I’ve been using Beancount for personal finances for 3 years now, and it’s been fantastic for tracking my path to FIRE. But I’ve recently expanded into real estate investing (3 rental properties), and I’m struggling with how to structure my accounts for true property-level visibility.
My Current Challenge
Right now, I have a basic setup that tracks rental income and expenses, but I can’t easily answer questions like:
- Which property is actually profitable after all expenses?
- Am I tracking depreciation correctly for each property?
- How do I separate capital improvements from repairs in a way that makes tax time easier?
I also need to track accumulated depreciation per property since that affects basis calculations when I eventually sell (or do a 1031 exchange).
Specific Questions
1. Account Structure: What’s the recommended account hierarchy for multiple rental properties? Should I do:
- `Assets:RealEstate:Property1`, `Assets:RealEstate:Property2`, etc.?
- Or something more granular with subaccounts per property?
2. Depreciation Tracking: How do you track depreciation schedules in plain text? I know residential rentals depreciate over 27.5 years, but how do you structure the accounts and transactions? Do you:
- Create a separate asset account for the depreciable basis?

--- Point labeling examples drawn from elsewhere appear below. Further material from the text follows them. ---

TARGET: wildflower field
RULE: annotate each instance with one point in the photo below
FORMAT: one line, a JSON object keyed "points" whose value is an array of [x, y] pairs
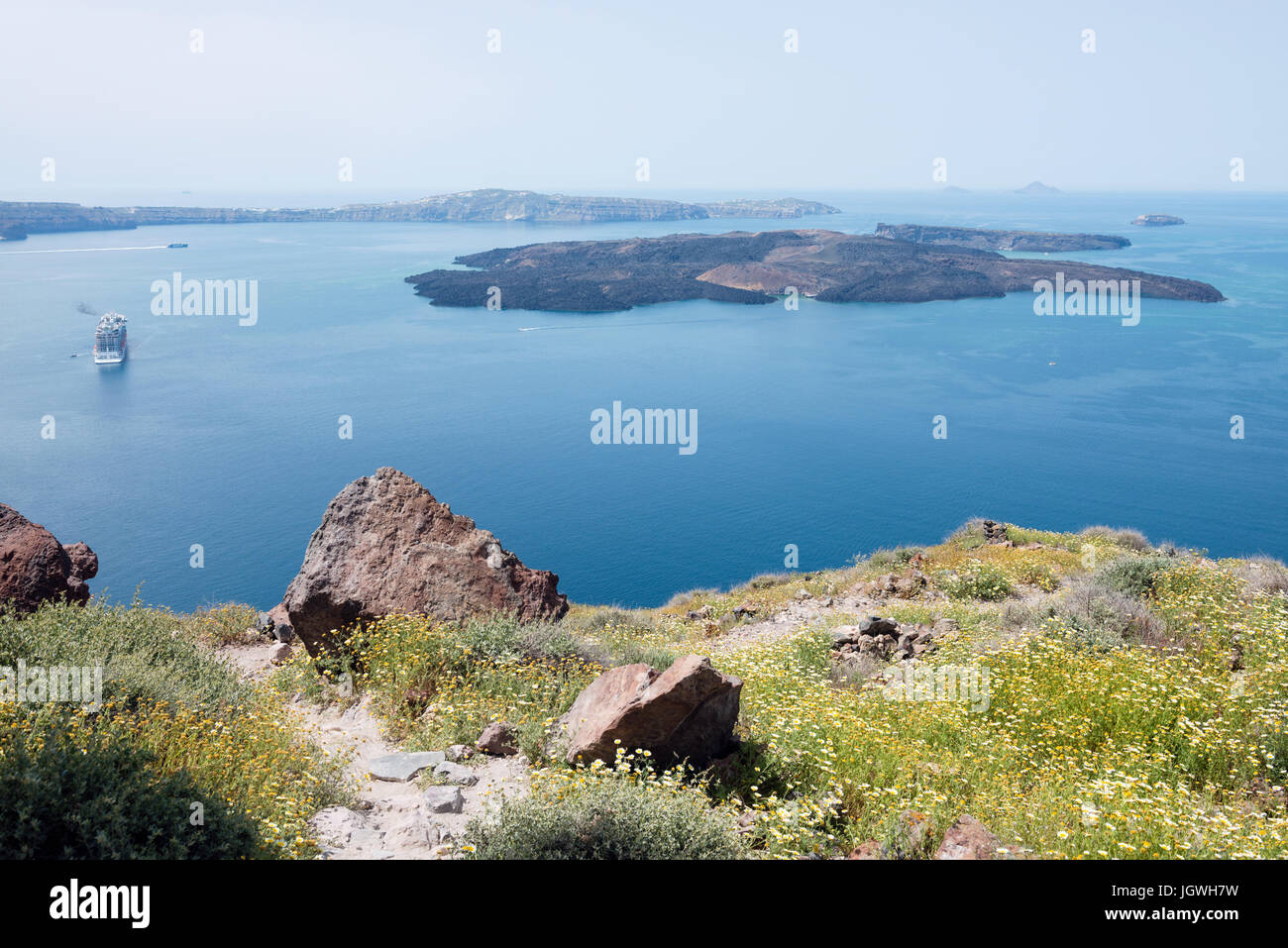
{"points": [[1136, 707]]}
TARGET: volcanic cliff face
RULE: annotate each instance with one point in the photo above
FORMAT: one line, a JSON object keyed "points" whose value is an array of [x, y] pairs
{"points": [[482, 205], [37, 569], [603, 275], [1021, 241]]}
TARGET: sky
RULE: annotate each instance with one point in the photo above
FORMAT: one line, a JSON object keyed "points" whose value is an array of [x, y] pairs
{"points": [[706, 91]]}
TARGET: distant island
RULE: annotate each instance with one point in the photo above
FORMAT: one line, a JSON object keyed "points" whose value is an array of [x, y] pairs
{"points": [[1035, 241], [1037, 188], [739, 266], [20, 218]]}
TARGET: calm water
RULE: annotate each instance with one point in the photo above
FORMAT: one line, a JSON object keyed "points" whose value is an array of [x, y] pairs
{"points": [[814, 427]]}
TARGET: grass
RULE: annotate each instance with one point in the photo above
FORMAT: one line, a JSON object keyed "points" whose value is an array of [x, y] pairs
{"points": [[189, 727], [1134, 708]]}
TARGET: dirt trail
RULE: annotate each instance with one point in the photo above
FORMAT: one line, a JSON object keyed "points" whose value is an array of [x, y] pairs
{"points": [[393, 819]]}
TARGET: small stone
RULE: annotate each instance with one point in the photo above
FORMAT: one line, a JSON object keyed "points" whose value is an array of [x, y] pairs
{"points": [[335, 824], [366, 839], [459, 753], [455, 773], [498, 738], [844, 635], [403, 767], [443, 800], [867, 850], [967, 839], [877, 626]]}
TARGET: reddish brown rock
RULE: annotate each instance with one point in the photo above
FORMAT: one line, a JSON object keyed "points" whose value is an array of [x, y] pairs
{"points": [[967, 839], [386, 546], [498, 738], [37, 569], [867, 850], [687, 712]]}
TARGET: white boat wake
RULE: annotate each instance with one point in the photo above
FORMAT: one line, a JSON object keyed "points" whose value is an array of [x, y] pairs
{"points": [[80, 250]]}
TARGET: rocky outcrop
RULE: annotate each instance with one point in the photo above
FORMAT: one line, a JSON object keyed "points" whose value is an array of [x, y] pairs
{"points": [[1158, 220], [481, 205], [386, 546], [982, 239], [967, 839], [862, 651], [739, 266], [687, 712], [37, 569]]}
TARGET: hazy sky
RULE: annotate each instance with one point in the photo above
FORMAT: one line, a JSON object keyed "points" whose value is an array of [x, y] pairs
{"points": [[581, 90]]}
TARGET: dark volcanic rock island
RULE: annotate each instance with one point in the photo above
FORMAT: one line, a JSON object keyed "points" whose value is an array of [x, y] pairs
{"points": [[1021, 241], [20, 218], [605, 275]]}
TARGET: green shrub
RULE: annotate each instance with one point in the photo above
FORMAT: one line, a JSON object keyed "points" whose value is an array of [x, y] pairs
{"points": [[769, 579], [1262, 575], [1131, 575], [1131, 539], [898, 557], [969, 536], [608, 818], [146, 655], [69, 793], [1099, 617], [978, 581]]}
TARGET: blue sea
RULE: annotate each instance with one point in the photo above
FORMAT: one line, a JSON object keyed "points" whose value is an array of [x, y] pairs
{"points": [[814, 427]]}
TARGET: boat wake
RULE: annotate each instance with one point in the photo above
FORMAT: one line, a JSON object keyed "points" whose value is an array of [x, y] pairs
{"points": [[80, 250]]}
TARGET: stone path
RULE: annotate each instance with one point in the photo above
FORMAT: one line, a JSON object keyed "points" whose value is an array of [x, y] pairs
{"points": [[791, 618], [394, 818]]}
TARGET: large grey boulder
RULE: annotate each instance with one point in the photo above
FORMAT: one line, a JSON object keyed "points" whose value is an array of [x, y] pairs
{"points": [[386, 546]]}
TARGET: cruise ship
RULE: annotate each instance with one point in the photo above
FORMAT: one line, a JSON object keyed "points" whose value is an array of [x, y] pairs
{"points": [[110, 340]]}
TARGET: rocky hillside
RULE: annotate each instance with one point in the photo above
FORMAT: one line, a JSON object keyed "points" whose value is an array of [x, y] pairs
{"points": [[739, 266], [982, 239], [1008, 693]]}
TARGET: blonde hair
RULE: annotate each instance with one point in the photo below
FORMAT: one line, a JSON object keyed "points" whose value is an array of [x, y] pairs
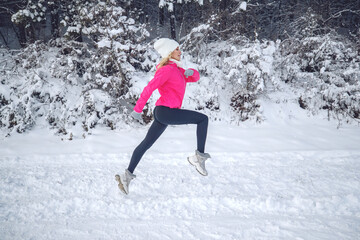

- Use an accumulated depreciation contra-account?
- Generate annual depreciation entries manually or with a script?
3. Capital Improvements vs Repairs: This is where I’m really confused. I just spent $8,000 replacing the HVAC system in one property. Under 2026 IRS rules, is this a capital improvement (depreciate over 27.5 years) or can I deduct it as a repair?
How do you use metadata or tags to track this distinction in Beancount? I want an audit trail that makes it obvious which expenses were capitalized vs expensed.
4. Property-Level P&L: Can Fava generate property-level profit/loss reports, or do I need custom queries? I’d love to see each property’s:
- Gross rental income
- Operating expenses (property tax, insurance, maintenance, utilities)
- Net operating income
- Depreciation expense
- Net income after depreciation
5. 1031 Exchange Planning: I’m considering a 1031 exchange in the next 1-2 years. Any Beancount-specific tips for maintaining the records needed for like-kind exchange documentation?
My Current (Inadequate) Setup
Right now I basically have:
```beancount
2024-01-01 open Assets:RealEstate:Properties
2024-01-01 open Income:Rental
2024-01-01 open Expenses:Rental:Maintenance
2024-01-01 open Expenses:Rental:PropertyTax
```
This doesn’t give me property-level granularity, and I’m not tracking depreciation at all yet (which I know is a tax compliance problem waiting to happen).
What I’m Looking For
If you manage rental properties in Beancount, I’d love to see:
- Your account structure (even just a high-level example)
- Example transactions for capital improvements, depreciation entries
- Any custom queries or reports you use for property analysis
- Metadata strategies for tagging expenses by property
I’m analytical by nature and love optimizing systems, so I want to build this right from the start rather than migrate again in 6 months.
Thanks in advance for any guidance! This community has been incredibly helpful for my personal finance journey, and I’m excited to level up my real estate tracking.